Ch 12: Eligibility Traces — Sutton & Barto RL

Chapter 0: Bridging TD and MC

We've seen two extremes. TD(0) updates immediately after each step, using the next state's value as a stand-in for the future. It's fast, online, and low-variance, but biased by the quality of the current estimate. Monte Carlo waits until the episode ends and uses the actual return. It's unbiased but high-variance and requires complete episodes.

Chapter 7 showed how n-step methods interpolate between them: use n steps of real rewards, then bootstrap. But n is an integer — you have to pick one. What if you could blend all possible n-step returns at once?

The core idea: Instead of choosing one look-ahead depth n, take a weighted average of all n-step returns: the 1-step return, the 2-step return, all the way to the full MC return. The parameter λ (lambda) controls the weighting. This produces the λ-return, and the mechanism that implements it efficiently is called an eligibility trace.

Think of it this way. You're studying for an exam. One strategy is to review material immediately after learning it (TD-style). Another is to wait until the course ends and review everything (MC-style). The best strategy? Review at multiple intervals, weighting each review by how useful it is. That's what λ does for RL.

λ = 0

Pure TD(0): 1-step return only

↓

0 < λ < 1

Blend of all n-step returns, geometrically weighted

↓

λ = 1

Pure MC: full episode return only

Check: What does the parameter λ control?

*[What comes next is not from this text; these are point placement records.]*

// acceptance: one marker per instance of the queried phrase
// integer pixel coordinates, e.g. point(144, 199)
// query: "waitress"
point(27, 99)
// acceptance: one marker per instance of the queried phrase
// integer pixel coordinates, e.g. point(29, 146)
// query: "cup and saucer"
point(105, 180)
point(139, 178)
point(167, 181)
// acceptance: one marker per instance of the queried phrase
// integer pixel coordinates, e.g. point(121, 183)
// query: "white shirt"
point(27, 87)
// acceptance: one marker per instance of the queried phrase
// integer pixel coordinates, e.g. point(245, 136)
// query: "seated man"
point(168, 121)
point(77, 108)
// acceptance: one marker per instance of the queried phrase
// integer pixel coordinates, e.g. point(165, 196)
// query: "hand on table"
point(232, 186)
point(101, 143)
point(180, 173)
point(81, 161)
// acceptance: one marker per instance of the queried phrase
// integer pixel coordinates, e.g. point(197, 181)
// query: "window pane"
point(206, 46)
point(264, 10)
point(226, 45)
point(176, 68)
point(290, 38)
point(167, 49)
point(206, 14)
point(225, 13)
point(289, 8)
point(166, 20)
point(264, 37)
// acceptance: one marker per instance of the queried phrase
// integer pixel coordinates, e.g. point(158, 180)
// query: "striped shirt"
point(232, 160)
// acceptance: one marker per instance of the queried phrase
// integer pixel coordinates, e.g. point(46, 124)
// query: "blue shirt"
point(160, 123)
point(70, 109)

How much weight to give longer vs shorter returns — interpolating between TD and MC The learning rate The discount factor

Chapter 1: The λ-Return

The n-step return from Chapter 7 is G_t:t+n = R_t+1 + γR_t+2 + … + γⁿ⁻¹R_t+n + γⁿV(S_t+n). It uses n real rewards and then bootstraps. The λ-return is a weighted average of all these n-step returns:

G_t^λ = (1 − λ) ∑_n=1^T−t−1 λⁿ⁻¹ G_t:t+n + λ^T−t−1 G_t

The weights are geometric: the 1-step return gets weight (1−λ), the 2-step return gets (1−λ)λ, the 3-step gets (1−λ)λ², and so on. The full MC return G_t gets whatever weight is left: λ^T−t−1. These weights always sum to 1 — it's a proper average.

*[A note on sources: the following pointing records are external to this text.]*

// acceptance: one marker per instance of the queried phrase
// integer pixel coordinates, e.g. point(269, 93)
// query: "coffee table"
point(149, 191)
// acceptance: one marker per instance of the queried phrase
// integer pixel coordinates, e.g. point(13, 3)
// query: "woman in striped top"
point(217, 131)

Why geometric? Geometric weights have a special property: they are memoryless. The relative weight between consecutive n-step returns is always the same ratio λ, regardless of n. This means the λ-return can be computed incrementally without storing all the individual returns. This mathematical convenience is what makes eligibility traces possible.

Showcase: Lambda Weight Distribution

Drag λ to see how the weights shift. At λ=0, all weight goes to the 1-step return (pure TD). At λ=1, all weight goes to the full MC return. In between, the weights form a geometric distribution across all n-step returns.

λ = 0.50

Episode length T = 10

At λ = 0: only the 1-step return has nonzero weight. G_t^λ=0 = G_t:t+1 = R_t+1 + γV(S_t+1). This is the TD(0) target.

At λ = 1: only the final MC return has nonzero weight. G_t^λ=1 = G_t. This is the Monte Carlo target.

At λ = 0.5: the 1-step return gets weight 0.5, the 2-step gets 0.25, the 3-step gets 0.125, etc. Short-term returns dominate, but long-term information is blended in.

Check: In the λ-return, what is the weight given to the n-step return G_t:t+n (for n < T−t)?

1/n (1 − λ) λⁿ⁻¹ λⁿ

Chapter 2: TD(λ)

Computing the λ-return requires the full episode (since the MC return is part of the blend). That defeats the purpose of TD's incremental, online nature. The eligibility trace solves this by turning the forward-looking λ-return into a backward-looking mechanism that updates after every step.

The eligibility trace z_t is a vector the same size as the weight vector w. It starts at zero and updates on every step:

z_t = γ λ z_t−1 + ∇ v̂(S_t, w_t)

Each time a state is visited, its features get added to z. Between visits, z decays by γλ per step. The trace records a fading memory of which features were recently active. Then the weight update is simply:

w_t+1 = w_t + α δ_t z_t

The backward view: When a TD error δ_t occurs (positive surprise or negative surprise), credit is assigned to all recently visited states, proportional to their trace. States visited recently get large updates; states visited long ago get tiny updates (their traces have decayed). It's like a spotlight that fades: the current state is brightest, previous states dimmer and dimmer.

Trace Decay Animation

Watch the eligibility trace for each state as an agent walks through a 7-state chain. The brightness shows trace magnitude. When the agent reaches a reward, the TD error propagates backward through the trace, updating all recently visited states.

λ = 0.80

γ = 0.95

pseudocode
# Semi-gradient TD(λ) — backward view
Initialize w arbitrarily
for each episode:
  S ← start state
  z ← 0 (trace vector)
  while S is not terminal:
    A ← π(S)
    take A, observe R, S'
    δ ← R + γ v̂(S', w) − v̂(S, w)
    z ← γ λ z + ∇ v̂(S, w)
    w ← w + α δ z
    S ← S'

Check: What does the eligibility trace z_t represent?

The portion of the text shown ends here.